If your signals are reliably smooth, you could probably just look at the autocorrelation function for each trial and pick the set the order as the lag when the ACF starts to decay.
autocorr(Y);
If you want to get a more quantitative fit (which is probably easier than eyeballing and generalizing 129 signals). You can fit an AR model
First thing you'll do is choose the order range you want to evaluate (I would look at the ACF for a couple of signals and pick an order where there's relatively no signal in the ACF).
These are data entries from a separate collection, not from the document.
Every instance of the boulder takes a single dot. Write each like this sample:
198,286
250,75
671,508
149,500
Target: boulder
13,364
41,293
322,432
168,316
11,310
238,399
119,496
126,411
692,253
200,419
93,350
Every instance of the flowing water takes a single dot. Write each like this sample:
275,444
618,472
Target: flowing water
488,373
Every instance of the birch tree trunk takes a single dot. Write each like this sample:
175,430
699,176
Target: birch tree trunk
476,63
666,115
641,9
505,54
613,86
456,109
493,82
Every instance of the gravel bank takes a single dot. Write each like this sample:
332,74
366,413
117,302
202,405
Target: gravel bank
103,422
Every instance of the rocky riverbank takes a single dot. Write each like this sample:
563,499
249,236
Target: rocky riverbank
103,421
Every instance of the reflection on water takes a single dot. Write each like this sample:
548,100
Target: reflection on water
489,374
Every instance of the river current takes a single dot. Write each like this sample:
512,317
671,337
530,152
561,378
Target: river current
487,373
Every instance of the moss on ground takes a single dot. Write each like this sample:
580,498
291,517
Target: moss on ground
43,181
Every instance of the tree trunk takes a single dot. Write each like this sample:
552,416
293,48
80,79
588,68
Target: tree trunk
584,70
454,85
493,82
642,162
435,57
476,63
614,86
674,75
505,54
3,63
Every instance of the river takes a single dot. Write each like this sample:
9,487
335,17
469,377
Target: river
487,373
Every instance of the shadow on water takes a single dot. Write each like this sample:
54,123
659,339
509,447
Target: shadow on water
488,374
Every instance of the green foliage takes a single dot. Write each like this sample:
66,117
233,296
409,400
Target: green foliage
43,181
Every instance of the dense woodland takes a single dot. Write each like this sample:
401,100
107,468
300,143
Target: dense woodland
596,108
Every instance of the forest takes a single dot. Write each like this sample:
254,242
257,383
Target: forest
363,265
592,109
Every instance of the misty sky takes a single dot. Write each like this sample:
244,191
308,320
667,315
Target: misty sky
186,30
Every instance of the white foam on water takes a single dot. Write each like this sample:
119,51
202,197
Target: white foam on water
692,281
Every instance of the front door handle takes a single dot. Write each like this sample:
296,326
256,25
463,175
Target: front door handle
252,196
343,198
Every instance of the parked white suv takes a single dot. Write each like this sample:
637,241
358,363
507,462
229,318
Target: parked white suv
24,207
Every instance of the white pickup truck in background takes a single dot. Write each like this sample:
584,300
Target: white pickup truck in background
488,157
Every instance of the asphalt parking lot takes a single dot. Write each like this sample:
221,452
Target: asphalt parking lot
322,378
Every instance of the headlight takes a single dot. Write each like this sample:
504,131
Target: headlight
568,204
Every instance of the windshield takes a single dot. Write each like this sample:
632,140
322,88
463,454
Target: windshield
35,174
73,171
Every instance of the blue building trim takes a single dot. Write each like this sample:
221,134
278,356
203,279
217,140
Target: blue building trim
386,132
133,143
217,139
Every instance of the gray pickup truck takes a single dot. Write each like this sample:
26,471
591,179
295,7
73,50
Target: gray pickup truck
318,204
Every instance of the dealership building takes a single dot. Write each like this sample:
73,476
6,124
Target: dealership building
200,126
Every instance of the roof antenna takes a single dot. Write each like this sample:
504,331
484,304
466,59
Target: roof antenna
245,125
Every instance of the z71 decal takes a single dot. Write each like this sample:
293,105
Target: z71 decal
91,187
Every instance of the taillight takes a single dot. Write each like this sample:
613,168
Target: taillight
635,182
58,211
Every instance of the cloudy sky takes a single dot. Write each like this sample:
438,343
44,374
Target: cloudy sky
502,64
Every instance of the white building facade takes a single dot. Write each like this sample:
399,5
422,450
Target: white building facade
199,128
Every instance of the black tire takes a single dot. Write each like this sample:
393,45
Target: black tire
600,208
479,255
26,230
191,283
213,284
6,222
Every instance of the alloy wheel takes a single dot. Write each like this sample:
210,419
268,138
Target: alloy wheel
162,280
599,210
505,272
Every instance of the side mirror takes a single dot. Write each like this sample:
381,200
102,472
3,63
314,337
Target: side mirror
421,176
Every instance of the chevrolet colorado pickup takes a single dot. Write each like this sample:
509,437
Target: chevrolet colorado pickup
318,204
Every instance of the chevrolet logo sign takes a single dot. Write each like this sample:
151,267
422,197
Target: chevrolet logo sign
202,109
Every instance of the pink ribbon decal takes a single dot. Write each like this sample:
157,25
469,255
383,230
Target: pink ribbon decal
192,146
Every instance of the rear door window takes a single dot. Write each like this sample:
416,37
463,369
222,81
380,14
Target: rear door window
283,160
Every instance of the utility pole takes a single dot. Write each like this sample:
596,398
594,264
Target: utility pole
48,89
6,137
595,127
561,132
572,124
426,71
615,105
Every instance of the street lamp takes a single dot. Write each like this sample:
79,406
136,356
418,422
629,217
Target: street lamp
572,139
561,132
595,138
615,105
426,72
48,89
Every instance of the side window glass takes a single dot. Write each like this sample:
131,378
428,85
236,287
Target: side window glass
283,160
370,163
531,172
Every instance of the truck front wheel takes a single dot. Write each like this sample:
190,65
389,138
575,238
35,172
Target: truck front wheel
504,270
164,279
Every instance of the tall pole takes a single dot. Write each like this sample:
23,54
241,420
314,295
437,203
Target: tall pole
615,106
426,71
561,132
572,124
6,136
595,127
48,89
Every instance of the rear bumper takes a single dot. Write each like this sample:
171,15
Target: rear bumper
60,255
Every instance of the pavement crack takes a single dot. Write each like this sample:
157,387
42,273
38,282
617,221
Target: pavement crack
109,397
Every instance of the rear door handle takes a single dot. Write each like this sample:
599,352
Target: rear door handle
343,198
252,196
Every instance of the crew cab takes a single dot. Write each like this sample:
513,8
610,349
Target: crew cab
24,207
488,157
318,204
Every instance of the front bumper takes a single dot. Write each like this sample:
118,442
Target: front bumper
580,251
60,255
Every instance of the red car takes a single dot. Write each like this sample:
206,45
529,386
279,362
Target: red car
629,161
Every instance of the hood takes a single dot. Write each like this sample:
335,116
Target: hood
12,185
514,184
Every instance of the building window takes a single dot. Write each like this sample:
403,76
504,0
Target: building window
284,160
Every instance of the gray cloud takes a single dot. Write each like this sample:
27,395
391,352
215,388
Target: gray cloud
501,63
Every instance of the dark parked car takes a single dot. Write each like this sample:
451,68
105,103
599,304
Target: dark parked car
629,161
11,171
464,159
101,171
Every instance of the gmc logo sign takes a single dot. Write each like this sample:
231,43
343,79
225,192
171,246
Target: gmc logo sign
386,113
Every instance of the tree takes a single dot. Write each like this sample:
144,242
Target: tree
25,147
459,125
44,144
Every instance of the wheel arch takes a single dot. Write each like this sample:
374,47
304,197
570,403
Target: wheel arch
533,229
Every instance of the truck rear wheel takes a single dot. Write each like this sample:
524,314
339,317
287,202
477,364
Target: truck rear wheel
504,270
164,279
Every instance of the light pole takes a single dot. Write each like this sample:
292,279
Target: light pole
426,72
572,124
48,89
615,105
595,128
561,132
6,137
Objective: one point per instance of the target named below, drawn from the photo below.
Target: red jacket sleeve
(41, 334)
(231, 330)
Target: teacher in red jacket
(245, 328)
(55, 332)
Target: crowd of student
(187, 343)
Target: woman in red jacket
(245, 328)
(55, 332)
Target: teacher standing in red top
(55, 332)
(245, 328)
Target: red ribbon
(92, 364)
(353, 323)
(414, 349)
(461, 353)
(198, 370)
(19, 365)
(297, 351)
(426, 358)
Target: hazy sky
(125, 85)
bounds = 1:12; % Order bounds
Now you'll iterate through each order possibility and compute the AIC, BIC. Lower values == better fit.
for p = bounds
myModel = arima(p,0,0); % no moving average (I'm not sure about no MA...)
for sig_ind = 1:size(sig_mat,2)
% Get the log likelihoods
[~,~,LL(p,sig_ind)]= estimate(myModel,sig_mat(:,sig_ind));
end
end
for sig_ind = 1:size(sig_mat,2)
[aic(sig_ind,:),bic(sig_ind,:)] = aicbic(LL(:,sig_ind),bounds,size(sig_mat,1));
end
So now you have your BIC scores you want to pick the lowest.
In this case I use the mean across signals, if you want to be
real careful I would look at the distributions and pick a low
median with a tight distribution. You could also use the AIC to evaluate.